Listening to School of Seven Bells on Myspace, you can immediately tell that On!Air!Library!’s Alejandra and Claudia Deheeza are in charge of commanding this band. And they do, sort of. They position themselves in the middle of the stage, with Curtis on their left, and other Seven Beller James Elliot on their right. Besides having good looks, very nice pipes, and past experience with sizable crowds, there is a whole lot of programming and sequenced beats going on, that will further detract from figuring out what Curtis and Elliot are doing, and thus keeping eyes gazed towards the middle. Each song is guided by two laptops, some mixers, and while that’s going on, sometimes Elliot will take the bass, others he’ll just keep hunched over the computer. Curtis usually plays the guitar, provides some backing vocals, and will immediately dive back into the Macbook once the tune is over, prepping the next.
So, if you expect a recreation of early Secret Machines, don’t. It’s much more in that Portishead, trip-rock vein. But sometimes not; at times there’s a “world” flair to their sound, which I guess makes them a bit exotic. That said, the Mercury didn’t seem very kind last night; a lot of times the vocals were muddy, and there was way too much bass in the mix. Curtis would be visibly wailing on the guitar, but you couldn’t hear a lick. It would be easy to banish them to the “forget” column, but because the sound wasn’t right, I’m not going to do that just yet.

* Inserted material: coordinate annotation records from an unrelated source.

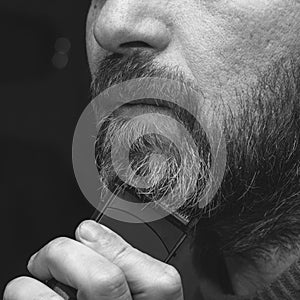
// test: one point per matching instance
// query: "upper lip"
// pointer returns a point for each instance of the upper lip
(151, 101)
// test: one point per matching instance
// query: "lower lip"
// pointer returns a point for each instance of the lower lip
(137, 109)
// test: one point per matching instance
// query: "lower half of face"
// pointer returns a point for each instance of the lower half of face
(244, 58)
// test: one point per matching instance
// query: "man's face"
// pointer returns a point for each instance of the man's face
(241, 54)
(220, 44)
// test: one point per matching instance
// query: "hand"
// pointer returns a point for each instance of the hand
(101, 266)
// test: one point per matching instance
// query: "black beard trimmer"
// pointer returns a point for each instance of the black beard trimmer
(165, 239)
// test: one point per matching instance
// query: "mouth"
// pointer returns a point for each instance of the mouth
(152, 102)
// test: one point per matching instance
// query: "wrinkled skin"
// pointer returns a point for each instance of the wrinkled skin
(222, 46)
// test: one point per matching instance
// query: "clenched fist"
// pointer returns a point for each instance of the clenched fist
(101, 266)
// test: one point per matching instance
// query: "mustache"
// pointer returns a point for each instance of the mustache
(260, 190)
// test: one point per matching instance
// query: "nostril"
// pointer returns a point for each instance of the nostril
(135, 44)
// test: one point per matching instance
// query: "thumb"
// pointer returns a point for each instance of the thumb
(148, 278)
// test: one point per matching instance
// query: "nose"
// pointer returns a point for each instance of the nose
(124, 25)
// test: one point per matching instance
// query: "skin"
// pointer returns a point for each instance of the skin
(223, 46)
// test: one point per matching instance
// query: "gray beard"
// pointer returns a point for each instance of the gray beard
(257, 206)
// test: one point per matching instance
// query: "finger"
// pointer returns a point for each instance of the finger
(144, 274)
(26, 288)
(78, 266)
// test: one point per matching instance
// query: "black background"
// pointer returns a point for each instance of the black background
(40, 105)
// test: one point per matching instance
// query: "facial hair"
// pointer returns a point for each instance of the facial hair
(257, 206)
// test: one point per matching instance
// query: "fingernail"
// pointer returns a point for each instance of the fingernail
(88, 231)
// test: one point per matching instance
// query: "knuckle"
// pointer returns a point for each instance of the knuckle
(47, 296)
(13, 289)
(111, 282)
(57, 246)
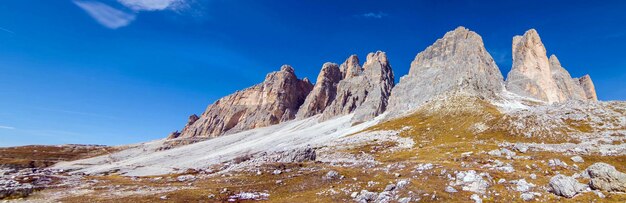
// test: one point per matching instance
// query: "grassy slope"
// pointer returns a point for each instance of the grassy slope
(440, 139)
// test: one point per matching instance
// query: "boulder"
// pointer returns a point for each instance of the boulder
(606, 178)
(565, 186)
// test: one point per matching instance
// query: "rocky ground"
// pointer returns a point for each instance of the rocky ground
(462, 155)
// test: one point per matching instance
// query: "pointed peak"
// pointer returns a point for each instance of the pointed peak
(351, 67)
(378, 55)
(286, 68)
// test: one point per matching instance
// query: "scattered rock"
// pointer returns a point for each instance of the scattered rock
(472, 181)
(606, 178)
(366, 196)
(450, 189)
(476, 198)
(577, 159)
(556, 163)
(565, 186)
(331, 175)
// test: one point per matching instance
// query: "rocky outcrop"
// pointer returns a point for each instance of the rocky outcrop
(569, 88)
(531, 75)
(606, 178)
(565, 186)
(364, 94)
(534, 75)
(351, 68)
(323, 92)
(458, 62)
(588, 87)
(275, 100)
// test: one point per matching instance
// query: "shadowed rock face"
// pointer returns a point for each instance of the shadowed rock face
(323, 92)
(364, 94)
(588, 87)
(458, 62)
(569, 88)
(534, 75)
(275, 100)
(531, 75)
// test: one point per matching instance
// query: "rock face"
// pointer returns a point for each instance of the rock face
(364, 94)
(565, 186)
(588, 87)
(606, 178)
(569, 88)
(531, 75)
(275, 100)
(534, 75)
(323, 92)
(456, 62)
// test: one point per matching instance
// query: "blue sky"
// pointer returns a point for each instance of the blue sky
(125, 71)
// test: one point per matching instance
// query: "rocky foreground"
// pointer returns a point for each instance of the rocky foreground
(452, 130)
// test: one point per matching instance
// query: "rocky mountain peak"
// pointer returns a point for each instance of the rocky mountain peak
(351, 68)
(366, 93)
(531, 74)
(275, 100)
(588, 87)
(458, 62)
(323, 92)
(287, 68)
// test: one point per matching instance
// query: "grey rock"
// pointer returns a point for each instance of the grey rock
(323, 92)
(331, 175)
(296, 155)
(366, 94)
(531, 75)
(606, 178)
(569, 88)
(458, 62)
(366, 196)
(450, 189)
(276, 99)
(565, 186)
(590, 90)
(577, 159)
(556, 163)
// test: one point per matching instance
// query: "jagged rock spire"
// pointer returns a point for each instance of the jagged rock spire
(531, 74)
(351, 68)
(275, 100)
(588, 87)
(458, 62)
(323, 92)
(366, 93)
(568, 87)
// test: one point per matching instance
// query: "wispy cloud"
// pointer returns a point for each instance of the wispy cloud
(153, 5)
(106, 15)
(7, 30)
(377, 15)
(7, 127)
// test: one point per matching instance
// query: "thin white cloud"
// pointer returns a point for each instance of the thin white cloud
(153, 5)
(6, 30)
(106, 15)
(378, 15)
(7, 127)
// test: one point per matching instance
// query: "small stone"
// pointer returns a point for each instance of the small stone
(577, 159)
(527, 196)
(565, 186)
(476, 198)
(450, 189)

The Setting Suns are much more than just a guitar / drum duo. On stage, they’re actually a five piece, consisting of two guitars, bass, and the Album Leaf’s Jimmy LaValle on keys. As in the past, it’s hard to make out Adam Franklin’s vocals, and last night was nothing new. So, I have no idea what the songs were about. But I did notice a few things, mainly that the Interpol drummer is really good, and he sounded very crisp, especially when paired with a shoegazy, fuzzy guitar sound. The whole thing is loud, and at times abrasive; what you’d expect from Franklin, but didn’t know something related to Interpol was capable of.
So, I guess New York has its own little indie supergroup. They have enough material for an album, and enough experience to draw crowds, but more importantly, they’re taking this project seriously. Sometimes you can get an auxiliary band that’s really painful to watch, because the group is cocky about their abilities and don’t put any efforts into their songwriting. This isn’t the case for The Setting Suns. It’ll be interesting to see where they take this in 2008.